Function as a convolution product of other two

Question

I need help with this:

I have to prove that a function $f\in L_{2}(T)$ can be expressed as $f=g*h$ (convolution product) for some functions $g,h\in L_{2}(T)$ if and only if $(\hat{f}(n))_{n}\in l_{1}(Z)$

Thanks for any help.

Answer 1

Let $f \in L^2(T)$, where $T$ is the 1-torus, aka unit circle.

Assume that $f = g * h$ for $g,h \in L^2(T)$. Notice that $\hat{f} = \hat{g} \cdot \hat{h}$ elementwise on $\mathbb{Z}$ by the convolution theorem in this setting.
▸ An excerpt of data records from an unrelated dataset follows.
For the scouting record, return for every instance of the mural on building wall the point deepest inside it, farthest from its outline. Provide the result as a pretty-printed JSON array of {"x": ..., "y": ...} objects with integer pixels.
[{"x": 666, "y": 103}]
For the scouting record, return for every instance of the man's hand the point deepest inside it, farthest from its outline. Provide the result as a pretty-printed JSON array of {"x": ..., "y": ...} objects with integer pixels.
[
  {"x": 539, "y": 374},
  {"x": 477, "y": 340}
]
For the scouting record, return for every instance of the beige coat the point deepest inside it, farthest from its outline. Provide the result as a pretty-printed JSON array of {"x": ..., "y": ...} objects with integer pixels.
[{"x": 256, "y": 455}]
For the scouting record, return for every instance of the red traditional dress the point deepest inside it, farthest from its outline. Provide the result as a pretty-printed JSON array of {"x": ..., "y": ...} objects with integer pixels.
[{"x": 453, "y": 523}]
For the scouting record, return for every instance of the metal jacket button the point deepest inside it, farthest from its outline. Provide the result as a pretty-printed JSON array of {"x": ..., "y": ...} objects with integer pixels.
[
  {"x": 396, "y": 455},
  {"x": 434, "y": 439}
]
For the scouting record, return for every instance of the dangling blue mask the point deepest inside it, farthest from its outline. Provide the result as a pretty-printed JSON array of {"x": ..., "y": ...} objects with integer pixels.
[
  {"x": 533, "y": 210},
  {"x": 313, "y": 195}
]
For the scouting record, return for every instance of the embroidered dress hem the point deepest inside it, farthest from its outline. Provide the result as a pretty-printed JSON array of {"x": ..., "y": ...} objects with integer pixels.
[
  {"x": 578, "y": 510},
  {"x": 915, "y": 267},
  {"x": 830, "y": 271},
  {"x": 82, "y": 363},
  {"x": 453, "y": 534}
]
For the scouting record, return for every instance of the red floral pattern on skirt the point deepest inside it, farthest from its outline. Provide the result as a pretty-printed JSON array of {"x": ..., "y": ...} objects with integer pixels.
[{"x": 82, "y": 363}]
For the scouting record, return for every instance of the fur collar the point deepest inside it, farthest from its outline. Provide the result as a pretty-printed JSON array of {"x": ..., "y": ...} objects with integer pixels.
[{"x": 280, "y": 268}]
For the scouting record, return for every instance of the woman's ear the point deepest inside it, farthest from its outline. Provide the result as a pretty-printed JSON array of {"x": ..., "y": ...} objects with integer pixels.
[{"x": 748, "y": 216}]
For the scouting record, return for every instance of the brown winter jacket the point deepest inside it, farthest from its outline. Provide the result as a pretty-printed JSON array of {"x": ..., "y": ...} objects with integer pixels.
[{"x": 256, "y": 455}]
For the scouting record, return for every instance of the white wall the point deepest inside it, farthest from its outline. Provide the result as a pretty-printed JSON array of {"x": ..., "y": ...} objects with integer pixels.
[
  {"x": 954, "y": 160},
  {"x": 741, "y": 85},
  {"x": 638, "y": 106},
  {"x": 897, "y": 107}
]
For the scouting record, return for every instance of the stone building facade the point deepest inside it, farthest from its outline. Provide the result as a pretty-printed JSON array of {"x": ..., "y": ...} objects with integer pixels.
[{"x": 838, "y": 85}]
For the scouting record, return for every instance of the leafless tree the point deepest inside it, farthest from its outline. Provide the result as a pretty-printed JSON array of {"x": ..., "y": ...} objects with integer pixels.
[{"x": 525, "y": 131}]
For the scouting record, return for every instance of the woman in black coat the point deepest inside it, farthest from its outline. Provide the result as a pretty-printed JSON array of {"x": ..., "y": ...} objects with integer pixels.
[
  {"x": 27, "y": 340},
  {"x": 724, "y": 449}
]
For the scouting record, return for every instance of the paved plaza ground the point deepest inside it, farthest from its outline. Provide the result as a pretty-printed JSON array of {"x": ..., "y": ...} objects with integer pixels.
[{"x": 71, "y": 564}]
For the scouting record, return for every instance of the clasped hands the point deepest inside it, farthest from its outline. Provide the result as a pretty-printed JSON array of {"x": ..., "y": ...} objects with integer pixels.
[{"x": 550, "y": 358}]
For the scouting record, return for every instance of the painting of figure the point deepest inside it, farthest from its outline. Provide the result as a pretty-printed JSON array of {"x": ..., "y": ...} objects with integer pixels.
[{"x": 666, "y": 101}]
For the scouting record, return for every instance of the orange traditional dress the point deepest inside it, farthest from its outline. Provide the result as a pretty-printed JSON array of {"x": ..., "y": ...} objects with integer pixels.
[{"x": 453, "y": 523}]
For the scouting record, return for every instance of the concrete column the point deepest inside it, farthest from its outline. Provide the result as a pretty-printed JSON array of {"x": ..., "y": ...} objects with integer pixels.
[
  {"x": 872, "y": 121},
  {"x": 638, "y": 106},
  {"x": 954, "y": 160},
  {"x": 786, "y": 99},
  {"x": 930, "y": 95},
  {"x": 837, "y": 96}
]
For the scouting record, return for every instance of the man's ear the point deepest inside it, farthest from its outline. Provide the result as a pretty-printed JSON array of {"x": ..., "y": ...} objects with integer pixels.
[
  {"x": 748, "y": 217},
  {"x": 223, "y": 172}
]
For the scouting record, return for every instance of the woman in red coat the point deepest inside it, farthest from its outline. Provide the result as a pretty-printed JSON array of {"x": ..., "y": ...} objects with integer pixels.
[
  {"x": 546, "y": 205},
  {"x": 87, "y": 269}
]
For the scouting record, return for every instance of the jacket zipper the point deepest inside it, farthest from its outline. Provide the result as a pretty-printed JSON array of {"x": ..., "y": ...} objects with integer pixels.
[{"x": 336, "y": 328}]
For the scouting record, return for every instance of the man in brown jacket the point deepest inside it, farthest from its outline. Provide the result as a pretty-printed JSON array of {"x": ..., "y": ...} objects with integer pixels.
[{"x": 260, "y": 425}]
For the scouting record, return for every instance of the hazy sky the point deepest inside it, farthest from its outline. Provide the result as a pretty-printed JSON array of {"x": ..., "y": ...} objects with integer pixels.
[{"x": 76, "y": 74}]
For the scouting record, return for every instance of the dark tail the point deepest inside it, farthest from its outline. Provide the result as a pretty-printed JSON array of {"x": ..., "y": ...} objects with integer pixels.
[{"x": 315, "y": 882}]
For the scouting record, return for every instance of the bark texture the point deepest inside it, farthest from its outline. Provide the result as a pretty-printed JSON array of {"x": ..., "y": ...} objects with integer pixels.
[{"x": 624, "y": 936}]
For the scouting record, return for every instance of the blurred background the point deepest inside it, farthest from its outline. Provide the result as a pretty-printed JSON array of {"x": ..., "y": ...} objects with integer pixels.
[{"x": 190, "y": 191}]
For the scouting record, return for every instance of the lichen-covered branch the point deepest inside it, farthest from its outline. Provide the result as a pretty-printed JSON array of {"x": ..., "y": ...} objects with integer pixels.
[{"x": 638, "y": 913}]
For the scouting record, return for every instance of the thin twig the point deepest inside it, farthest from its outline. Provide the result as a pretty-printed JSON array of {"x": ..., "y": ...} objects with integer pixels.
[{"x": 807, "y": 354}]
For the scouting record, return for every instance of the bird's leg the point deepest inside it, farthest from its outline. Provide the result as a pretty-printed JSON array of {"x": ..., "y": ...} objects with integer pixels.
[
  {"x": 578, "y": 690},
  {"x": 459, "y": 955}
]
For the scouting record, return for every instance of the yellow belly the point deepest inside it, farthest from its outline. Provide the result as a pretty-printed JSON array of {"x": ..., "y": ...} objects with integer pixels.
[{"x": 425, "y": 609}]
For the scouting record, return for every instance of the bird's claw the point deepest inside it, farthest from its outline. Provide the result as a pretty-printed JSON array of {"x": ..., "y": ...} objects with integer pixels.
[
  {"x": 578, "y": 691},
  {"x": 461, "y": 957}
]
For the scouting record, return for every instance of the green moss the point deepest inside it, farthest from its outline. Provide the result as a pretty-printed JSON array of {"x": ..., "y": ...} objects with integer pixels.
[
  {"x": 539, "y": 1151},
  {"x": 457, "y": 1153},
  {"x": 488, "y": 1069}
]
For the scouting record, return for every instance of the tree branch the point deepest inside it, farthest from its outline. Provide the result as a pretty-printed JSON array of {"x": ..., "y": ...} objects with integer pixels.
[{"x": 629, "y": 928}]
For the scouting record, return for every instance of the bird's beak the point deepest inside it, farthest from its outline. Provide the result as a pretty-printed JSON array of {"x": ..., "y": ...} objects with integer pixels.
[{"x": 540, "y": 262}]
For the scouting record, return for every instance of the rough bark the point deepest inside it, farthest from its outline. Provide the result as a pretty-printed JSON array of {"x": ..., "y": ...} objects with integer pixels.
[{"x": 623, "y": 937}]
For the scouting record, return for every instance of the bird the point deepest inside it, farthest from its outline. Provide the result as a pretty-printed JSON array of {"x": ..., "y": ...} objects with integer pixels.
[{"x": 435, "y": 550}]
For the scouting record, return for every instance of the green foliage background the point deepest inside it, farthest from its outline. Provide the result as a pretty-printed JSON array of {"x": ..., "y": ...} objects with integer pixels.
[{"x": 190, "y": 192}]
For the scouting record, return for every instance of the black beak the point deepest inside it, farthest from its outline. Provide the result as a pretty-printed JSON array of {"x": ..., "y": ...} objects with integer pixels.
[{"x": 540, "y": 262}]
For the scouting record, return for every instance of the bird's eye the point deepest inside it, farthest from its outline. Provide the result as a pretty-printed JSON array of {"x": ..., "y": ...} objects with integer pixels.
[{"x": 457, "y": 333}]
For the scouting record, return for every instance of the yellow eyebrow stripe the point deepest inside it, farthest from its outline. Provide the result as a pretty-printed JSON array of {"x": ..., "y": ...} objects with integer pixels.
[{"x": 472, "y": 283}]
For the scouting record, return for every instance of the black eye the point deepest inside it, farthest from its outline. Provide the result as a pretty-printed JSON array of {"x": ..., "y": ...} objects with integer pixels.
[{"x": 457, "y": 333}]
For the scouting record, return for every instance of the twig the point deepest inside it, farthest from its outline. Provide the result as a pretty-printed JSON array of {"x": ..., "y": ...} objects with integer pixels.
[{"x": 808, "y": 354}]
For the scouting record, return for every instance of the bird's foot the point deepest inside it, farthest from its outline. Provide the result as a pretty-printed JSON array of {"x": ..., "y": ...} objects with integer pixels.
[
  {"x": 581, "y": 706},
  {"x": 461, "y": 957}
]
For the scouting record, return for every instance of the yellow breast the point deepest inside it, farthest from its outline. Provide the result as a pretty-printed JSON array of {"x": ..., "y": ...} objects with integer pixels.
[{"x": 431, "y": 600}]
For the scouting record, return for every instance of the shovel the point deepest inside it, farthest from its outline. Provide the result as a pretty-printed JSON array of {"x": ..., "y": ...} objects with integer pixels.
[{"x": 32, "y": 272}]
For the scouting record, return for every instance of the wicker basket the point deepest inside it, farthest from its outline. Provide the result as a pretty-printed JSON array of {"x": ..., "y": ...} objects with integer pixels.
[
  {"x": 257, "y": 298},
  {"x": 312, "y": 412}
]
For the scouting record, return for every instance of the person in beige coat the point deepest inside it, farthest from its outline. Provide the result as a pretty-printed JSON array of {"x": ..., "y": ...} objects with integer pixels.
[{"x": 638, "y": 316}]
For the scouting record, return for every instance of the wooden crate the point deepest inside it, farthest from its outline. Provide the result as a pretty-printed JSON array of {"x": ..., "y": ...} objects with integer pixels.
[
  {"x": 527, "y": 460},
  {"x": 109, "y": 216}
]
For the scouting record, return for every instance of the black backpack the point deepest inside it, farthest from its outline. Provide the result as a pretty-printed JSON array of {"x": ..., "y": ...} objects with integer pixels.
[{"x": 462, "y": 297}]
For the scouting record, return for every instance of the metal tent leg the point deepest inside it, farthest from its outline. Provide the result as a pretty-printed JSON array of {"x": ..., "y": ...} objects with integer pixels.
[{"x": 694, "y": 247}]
Note $g,h \in \ell^2(\mathbb{Z})$. By the Holder Inequality, $$ \|\hat{f}\|_{\ell^1}= \|\hat{g} \hat{h}\|_{\ell^1} \leq \|\hat{g}\|_{\ell^2} \|\hat{h}\|_{\ell^2} < \infty $$

So much for the "easy" part. For the other direction, we basically want to define $\hat{g}$ and $\hat{h}$ by "hand". One such construction is as follows: \begin{align*} \hat{g}(n) &= \sqrt{|\hat{f}(n)|} \\ \hat{h}(n) &= \begin{cases} \frac{\hat{f}(n)}{|\hat{f}(n)|} \sqrt{|\hat{f}(n)|} & \hat{f}(n) \neq 0 \\ 0 & \text{else}\end{cases} \end{align*}

We now have $\hat{f} = \hat{g} \cdot \hat{h}$ elementwise on $\mathbb{Z}$, and both $\hat{g}, \hat{h} \in \ell^2(\mathbb{Z})$ whenever $\hat{f} \in \ell^1$ (just look at how the norms are defined). Now recall that the fourier transform on $T$ is an isometry $L^2(T) \mapsto \ell^2(T)$, and so the inverse transforms of $\hat{g},\hat{h}$ are in $L^2(T)$.